Capitulo II  

Posted by John Doe in

Jorge estava sentado à secretária a comer uma maçã. A secretária impecavelmente arrumada, com os papéis todos no cesto dividido por categorias. Apesar de ser alvo de chacota por todos os colegas de brigada, não dispensava a gravata, uma diferente todos os dias, numa camisa impecavelmente passada e bem vincada, sempre fazendo conjunto com o fato cinza, igualmente bem vincado. Os sapatos andavam sempre a brilhar e até a correia de couro que segurava a arma ao peito brilhava, com os cuidados que ele lhe prestava. Era metódico e contrastante com o resto do pessoal, com mais gosto pelos jeans e pelas t-shirts ou polos coloridos. Ele destacava-se pelo que vestia e pelo que era. Todas as investigações eram levadas por critérios firmes, sempre seguindo as regras. A sua taxa de sucesso de resolução dos casos era prova que tinha um bom método. Apesar de saber que alguns colegas davam uns "amigáveis" safanões aos suspeitos de ilícitos, "para acordar os que estão a dormir" na palavra deles, ele não conseguia fazer uso dessas metodologias. Preferia vencer pelo cansaço. Era conhecida a sua maratona de 4 horas em que, numa sala de entrevista, tinha feito exactamente a mesma pergunta a um suspeito durante o tempo todo.

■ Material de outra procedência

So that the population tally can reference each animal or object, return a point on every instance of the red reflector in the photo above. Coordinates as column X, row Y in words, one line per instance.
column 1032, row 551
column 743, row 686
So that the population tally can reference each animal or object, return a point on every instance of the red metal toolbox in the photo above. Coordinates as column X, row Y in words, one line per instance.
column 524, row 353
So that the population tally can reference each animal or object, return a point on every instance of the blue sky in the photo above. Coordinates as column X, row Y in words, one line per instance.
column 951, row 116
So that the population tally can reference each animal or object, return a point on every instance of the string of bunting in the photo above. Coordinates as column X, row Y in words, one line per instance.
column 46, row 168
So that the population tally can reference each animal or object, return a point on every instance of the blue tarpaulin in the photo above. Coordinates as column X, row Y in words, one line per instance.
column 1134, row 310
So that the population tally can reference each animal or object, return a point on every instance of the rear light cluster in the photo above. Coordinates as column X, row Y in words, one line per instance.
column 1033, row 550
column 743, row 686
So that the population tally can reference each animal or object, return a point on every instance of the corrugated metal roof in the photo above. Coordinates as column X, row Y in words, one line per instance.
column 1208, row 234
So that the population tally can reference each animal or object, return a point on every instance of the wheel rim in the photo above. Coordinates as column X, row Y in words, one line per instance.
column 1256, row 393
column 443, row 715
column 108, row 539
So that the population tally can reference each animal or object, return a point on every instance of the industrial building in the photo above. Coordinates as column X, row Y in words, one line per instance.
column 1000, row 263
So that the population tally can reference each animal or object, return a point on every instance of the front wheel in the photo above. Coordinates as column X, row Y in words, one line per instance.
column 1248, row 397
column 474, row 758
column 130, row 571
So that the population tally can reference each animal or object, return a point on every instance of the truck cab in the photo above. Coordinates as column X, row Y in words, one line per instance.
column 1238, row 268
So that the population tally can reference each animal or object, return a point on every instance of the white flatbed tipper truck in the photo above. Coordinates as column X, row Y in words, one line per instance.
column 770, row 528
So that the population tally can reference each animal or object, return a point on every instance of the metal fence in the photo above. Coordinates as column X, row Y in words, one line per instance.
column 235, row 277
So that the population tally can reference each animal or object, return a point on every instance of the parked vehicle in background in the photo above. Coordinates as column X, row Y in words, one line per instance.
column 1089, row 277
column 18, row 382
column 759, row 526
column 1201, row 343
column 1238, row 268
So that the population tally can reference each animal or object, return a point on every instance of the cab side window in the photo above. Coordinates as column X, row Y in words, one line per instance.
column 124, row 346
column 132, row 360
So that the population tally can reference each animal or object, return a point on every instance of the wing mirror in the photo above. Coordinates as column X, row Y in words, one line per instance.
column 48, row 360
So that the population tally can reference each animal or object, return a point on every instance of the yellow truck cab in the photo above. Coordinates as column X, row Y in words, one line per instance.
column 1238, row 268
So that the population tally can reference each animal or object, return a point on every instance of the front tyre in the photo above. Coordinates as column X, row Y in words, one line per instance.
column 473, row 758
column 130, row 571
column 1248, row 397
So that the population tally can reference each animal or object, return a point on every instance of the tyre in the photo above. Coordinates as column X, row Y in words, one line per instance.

Apenas uma pergunta, nada mais que isso.
Quando escolheu a Polícia Judiciária foi para as brigadas dos crimes económicos. Após meio ano ali, decidiu que não era bem aquela função que tinha sonhado dentro da polícia. Estudou e candidatou-se a uma vaga nos Crimes Violentos. Tenaz como sempre, conseguiu a transferência. Há 6 anos que estava na brigada e com bons resultados. Apreciado pelas chefias, eram-lhe entregues os casos mais delicados. A sua equipa era constituída por mais dois agentes que, devido às horas que passavam juntos, eram considerados quase da família. Sendo alvo de riso por parte deles, não deixava de tolerar por saber que não era mais que uma forma de se rirem um pouco no meio dos crimes que investigavam. Ao fim e ao cabo, as vezes até ele se ria de si próprio. Sabia aceitar uma crítica, embora não gostasse de ser alvo delas.
Embrulhou o resto da maçã num guardanapo de papel e lançou para o cesto do lixo. Levantou-se, dirigiu-se à casa de banho no corredor para lavar as mãos. Enquanto ali, olhou pela janela minúscula e viu a chuva miudinha a bater na vidraça. Limpou as mãos às toalhas de papel e olhou-se no espelho. Ajeitou o cabelo, o nó da gravata impecavelmente feito e saiu. Ao chegar de novo à secretária o telefone tocou. Sentou-se cuidadosamente, puxando um pouco das calças para não vincarem e atendeu o telefone.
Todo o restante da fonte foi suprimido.